Fases finais de uma investigação sobre o uso de bacteriófagos para substituir antibióticos em pisciculturas

  • Durante o último ano foram colhidas amostras para determinar o efeito desta tecnologia nos microrganismos marinhos e nos peixes.
  • Os resultados serão concluídos neste verão, quando os investigadores analisarem os dados metagemónicos sobre as populações de bacterias, avaliando assim o efeito ambiental desta tecnologia.
  • Se os resultados forem positivos, a luta contra as bactérias patogénicas de peixes através do uso de bacteriófagos reduzirá grandemente o impacto ambiental das explorações piscícolas e aumentará a rentabilidade das explorações.

(Derio, 17 de janeiro de 2017)

Investigadores espanhóis e portugueses continuam a analisar o impacto ambiental do uso de bacteriófagos que combatem os microrganismos responsáveis ​​pelas doenças nas pisciculturas. A investigação, financiada pelo programa europeu LIFE, é liderada pelo centro tecnológico espanhol AZTI e também participam investigadores da Biopolis S.L. (Espanha), da Universidade de Aveiro (Portugal) e a Piscicultura Aguacircia (Portugal).

As estratégias desenvolvidas até à data para combater infeções bacterianas durante a cultura de diferentes espécies em pisciculturas incluem, na maioria dos casos, o uso de antibióticos. Os consumidores, no entanto, exigem produtos sem antibióticos. Neste contexto, a utilização de bacteriófagos de ocorrência natural é uma alternativa interessante para cobrir a crescente demanda alimentar da pesca e da aquicultura.

O sector da aquicultura é uma actividade em expansão, com um grande impacto social e económico.
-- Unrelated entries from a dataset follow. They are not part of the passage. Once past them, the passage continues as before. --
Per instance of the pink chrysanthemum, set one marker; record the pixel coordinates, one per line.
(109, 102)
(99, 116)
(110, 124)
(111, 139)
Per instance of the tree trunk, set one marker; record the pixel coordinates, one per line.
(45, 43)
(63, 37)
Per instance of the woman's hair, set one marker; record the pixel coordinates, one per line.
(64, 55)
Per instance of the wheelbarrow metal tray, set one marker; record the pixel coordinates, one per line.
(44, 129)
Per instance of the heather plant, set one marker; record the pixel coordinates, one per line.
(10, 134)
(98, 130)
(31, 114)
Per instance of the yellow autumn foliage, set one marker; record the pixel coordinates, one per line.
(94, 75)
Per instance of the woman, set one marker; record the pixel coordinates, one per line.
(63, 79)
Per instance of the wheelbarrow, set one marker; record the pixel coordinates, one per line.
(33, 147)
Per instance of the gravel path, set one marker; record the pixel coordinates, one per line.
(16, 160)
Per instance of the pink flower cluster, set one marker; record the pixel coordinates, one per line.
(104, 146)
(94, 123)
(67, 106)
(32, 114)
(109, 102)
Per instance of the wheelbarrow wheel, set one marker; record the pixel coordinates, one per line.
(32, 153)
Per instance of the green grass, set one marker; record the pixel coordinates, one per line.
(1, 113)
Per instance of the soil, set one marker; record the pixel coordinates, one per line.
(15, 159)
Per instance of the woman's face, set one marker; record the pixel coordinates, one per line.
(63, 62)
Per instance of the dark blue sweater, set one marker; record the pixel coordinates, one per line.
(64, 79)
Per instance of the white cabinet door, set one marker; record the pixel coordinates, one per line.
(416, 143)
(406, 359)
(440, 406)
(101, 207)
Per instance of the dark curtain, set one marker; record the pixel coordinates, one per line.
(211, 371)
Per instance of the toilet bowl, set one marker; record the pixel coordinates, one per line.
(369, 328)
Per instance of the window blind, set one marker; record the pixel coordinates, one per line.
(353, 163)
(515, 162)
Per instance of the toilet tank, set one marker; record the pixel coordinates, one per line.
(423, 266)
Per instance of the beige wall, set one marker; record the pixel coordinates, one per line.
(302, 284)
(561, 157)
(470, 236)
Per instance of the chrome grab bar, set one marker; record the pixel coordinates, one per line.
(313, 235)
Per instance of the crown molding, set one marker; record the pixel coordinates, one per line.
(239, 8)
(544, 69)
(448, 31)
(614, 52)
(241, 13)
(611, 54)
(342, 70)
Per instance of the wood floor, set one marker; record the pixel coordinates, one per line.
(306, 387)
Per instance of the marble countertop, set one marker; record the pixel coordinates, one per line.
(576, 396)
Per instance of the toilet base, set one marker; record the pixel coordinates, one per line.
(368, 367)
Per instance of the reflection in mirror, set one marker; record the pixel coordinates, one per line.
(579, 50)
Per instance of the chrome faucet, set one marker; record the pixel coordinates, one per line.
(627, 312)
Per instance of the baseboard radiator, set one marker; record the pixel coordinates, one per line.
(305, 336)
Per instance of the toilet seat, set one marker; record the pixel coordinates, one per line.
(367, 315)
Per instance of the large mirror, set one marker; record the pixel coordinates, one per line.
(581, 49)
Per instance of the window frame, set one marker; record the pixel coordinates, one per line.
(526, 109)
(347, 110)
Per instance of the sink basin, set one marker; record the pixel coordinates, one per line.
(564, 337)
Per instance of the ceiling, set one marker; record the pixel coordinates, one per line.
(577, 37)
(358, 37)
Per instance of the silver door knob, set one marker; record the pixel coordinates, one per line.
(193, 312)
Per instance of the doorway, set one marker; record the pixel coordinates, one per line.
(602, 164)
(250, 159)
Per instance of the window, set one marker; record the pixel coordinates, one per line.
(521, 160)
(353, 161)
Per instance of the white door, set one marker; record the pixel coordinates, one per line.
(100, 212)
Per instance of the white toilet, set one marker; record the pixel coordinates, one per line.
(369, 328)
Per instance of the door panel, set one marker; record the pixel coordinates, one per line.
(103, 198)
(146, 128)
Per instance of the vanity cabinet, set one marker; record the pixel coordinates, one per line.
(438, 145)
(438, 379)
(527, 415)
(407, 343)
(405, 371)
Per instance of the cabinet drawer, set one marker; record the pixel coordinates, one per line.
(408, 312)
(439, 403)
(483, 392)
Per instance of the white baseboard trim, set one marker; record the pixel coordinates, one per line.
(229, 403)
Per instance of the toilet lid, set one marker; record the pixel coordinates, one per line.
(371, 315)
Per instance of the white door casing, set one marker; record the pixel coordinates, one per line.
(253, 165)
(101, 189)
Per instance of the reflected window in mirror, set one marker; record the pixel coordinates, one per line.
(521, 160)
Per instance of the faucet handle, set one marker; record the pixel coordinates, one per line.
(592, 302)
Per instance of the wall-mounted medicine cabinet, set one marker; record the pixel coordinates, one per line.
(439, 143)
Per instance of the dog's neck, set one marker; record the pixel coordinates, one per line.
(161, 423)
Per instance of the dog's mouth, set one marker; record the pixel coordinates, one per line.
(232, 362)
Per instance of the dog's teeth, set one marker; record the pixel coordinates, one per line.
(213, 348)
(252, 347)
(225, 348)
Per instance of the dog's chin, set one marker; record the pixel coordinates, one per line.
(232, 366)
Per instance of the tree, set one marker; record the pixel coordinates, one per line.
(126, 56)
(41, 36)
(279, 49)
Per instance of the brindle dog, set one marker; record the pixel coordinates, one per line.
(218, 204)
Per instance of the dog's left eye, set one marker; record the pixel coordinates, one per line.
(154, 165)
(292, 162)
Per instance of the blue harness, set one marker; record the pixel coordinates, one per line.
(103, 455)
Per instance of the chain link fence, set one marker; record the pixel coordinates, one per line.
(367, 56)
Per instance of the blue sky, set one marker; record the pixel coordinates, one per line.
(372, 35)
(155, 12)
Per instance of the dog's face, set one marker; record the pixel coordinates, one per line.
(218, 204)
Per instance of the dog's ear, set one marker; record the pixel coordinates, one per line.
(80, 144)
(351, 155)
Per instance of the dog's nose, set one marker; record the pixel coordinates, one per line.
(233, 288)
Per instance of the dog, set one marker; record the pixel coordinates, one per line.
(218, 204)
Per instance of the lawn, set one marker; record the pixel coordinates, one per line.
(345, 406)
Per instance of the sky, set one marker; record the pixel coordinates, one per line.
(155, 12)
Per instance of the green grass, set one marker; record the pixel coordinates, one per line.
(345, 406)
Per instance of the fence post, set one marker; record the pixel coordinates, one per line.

Desde 2013, a aquicultura já superou a produção de 97,20 milhões de toneladas em todo o mundo, em comparação com 93,8 milhões de toneladas captadas pela pesca convencional, o que significa que mais de 50% dos produtos são resultado da aquicultura.

Buscando uma solução alternativa aos antibióticos que não afete a saúde dos peixes ou do consumidor, os investigadores procuram bacteriófagos – organismos que infetam e destroem bactérias – que matem esses pattogénicos sem afetar as comunidades bacterianas ambientais e intestinais dos peixes.

Até agora, os cientistas obtiveram resultados muito promissores em laboratórios, mas o uso em escala industrial requer conhecimento sobre o impacto ambiental dos bacteriófagos, especialmente na ecologia bacteriana. O projeto LIFE13 ENV/ES/001048 – ENVIPHAGE aborda essa lacuna existente entre o laboratório e o tratamento em escala industrial. Baseado em tecnologias genéticas, o projeto estuda o efeito de bacteriófagos em comunidades bacterianas ambientais e intestinais de peixes, dois dos pontos críticos para o uso desta tecnologia em aquacultura.

Durante os anos de 2014 e 2015, a investigação concentrou-se na seleção dos bacteriófagos mais adequados para a inativação bacteriana, com foco nos fagos mais ativos contra microrganismos patogénicos de peixes. Durante o último ano, foram produzidas quantidades significativas destes fagos e foram realizados ensaios de campo. Foram colhidas amostras ambientais e de peixes para determinar o efeito potencial desta tecnologia nos microorganismos marinhos, nos microrganismos presentes no peixe e nos próprios animais. Espera-se que os resultados cheguem em 2017, quando os investigadores analisarem os dados metagenómicos que descrevem as bactérias presentes nos diferentes ambientes e avaliam o efeito ambiental desta tecnologia.